August 28

A call to arms

 

The core functions of modern government include maintaining the currency, ensuring but not necessarily providing a basic infrastructure –dams, roads, schools etc, and providing a safety net for those genuinely in need. Law and order must come high on the list, but defending the nation surely is central.

One of the most disturbing pieces I have read for some time argues that since the Vietnam War our  politicians have more often than not failed the nation.

In “Anzac spirit but not battle ready,” (The Australian, 14 August, 2008) Greg Sheridan writes that there is a disturbing hollowness to much of our force.

 “This reflects badly on all governments since the Vietnam War,” he says “but particularly (on) the Hawke and Keating governments, which left our defence forces bedraggled and grossly under-equipped, underfunded and undermanned, while proclaiming, wholly fatuously, that they had produced the defence of Australia.

“Only with the wake-up call of East Timor in 1999, a small, non-combat deployment for which we were profoundly unprepared, did we begin the long journey of repair.”

Greg Sheridan’s piece centres on a speech by recently retired Major General Jim Molan, who he says has  written one of the most important books published about Australia's defence,  “Running the War in Iraq,” published by  Harpercollins Publishers (australia) Pty Ltd.

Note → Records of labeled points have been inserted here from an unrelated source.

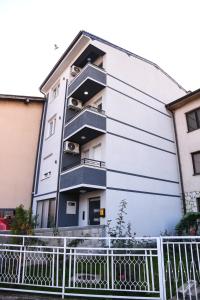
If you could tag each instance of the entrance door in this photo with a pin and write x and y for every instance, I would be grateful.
(94, 208)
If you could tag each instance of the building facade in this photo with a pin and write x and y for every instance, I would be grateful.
(107, 136)
(186, 112)
(20, 118)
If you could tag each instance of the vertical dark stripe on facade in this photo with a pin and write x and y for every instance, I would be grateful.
(179, 163)
(60, 156)
(40, 146)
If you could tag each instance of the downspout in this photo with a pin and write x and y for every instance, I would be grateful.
(179, 163)
(38, 149)
(60, 157)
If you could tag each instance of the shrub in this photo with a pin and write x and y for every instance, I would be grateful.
(121, 229)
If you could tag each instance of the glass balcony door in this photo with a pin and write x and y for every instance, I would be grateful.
(94, 208)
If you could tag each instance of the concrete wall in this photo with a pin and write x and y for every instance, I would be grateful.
(19, 131)
(188, 142)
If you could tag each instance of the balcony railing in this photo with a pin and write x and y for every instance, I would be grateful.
(88, 124)
(86, 161)
(88, 107)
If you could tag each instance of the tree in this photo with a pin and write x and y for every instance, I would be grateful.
(121, 229)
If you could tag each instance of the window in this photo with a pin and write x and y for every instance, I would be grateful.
(51, 126)
(98, 103)
(46, 213)
(46, 175)
(196, 162)
(193, 120)
(55, 91)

….national unpreparedness overcome by the spirit of the Anzac…

 

Major General Molan’s book is about his experience in 2004 as chief of operations in the US-led coalition in Iraq where he oversaw a force of 300,000 troops, including 155,000 Americans.

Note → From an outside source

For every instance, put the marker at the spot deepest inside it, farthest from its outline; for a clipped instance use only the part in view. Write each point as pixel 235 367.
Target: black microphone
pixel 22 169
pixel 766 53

Greg Sheridan points out that it is extremely rare for an Australian general to write a memoir concerning operational matters in depth.

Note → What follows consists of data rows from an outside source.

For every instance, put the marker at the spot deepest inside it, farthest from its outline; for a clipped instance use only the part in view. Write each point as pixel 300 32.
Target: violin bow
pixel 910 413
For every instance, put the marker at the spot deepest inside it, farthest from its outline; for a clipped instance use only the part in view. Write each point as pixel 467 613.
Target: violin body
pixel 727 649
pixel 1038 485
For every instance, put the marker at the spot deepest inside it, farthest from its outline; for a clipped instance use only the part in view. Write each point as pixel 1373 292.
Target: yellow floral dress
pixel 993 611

He says the most important part is the critique he mounts of defence policy during the past 40years.

 

"If we think that what characterises the Australian defence experience over the last 100 years is the spirit of the Anzacs, we are wrong,” the General declared  in a recent speech.

“What characterises Australia's defence experience is national unpreparedness overcome by the spirit of the Anzacs.

 

"Our military competence was far worse than even we thought before East Timor, and people may not realise that the military performance bar has been raised by the nature of current conflict, as illustrated in Iraq and Afghanistan.

 

"There is a dangerous tendency to overstate our current capability and our current deployments, and to hide our deficiencies.

 

"Anyone who thinks that the policy embodied in previous white papers produced an ability to defend ourselves with our own resources should remember a few things.

“Years after that great self-reliant policy, we could not offer to government forces that could fight in 1991 in the Gulf War.

“We could probably have guarded the prisoners with army units, but not much else.

“We needed outside help for an operation that deployed one-tenth of our manpower to East Timor in 1999.

“ In 2003 we were still incapable of producing fighters that could enter the Missile Exclusion Zone around Baghdad, and bombers that could even participate in conventional war as bombers or reconnaissance aircraft.

“We needed to quickly rebuild our armoured vehicles before we sent them to the south of Iraq in 2005, into the safest province in all of Iraq.

 

…getting the priorities right….

 

"We certainly have a policy for defence of Australia but at no stage of my military career has the policy ever produced a force that could defend Australia and its approaches from any credible threat, as the policy required.

 

"Meanwhile, a real threat to the long-term existence of our nation, our culture, our economy, our beliefs and every civilised achievement since the Enlightenment has appeared and we still do not have a defence force that can offer to government options to make a meaningful or effective contribution at reasonable cost, except for a few hundred members of our special forces."

Its about time our politicians got their priorities right. The 2020 Summit was the sort of indulgence we don’t need.


And if there is a problem about the constitution it’s not grafting some elusive republic onto the system, just as it is not defacing the flag by removing any vestive of our past.


As a nation we should be grateful to General Molan –and Greg Sheridan – for what is a call to arms.

Will it be heard by our politicians, charmed as they are by celebrity,  travel,  the world of the politically correct, and of course, the elusive republic and a republican flag?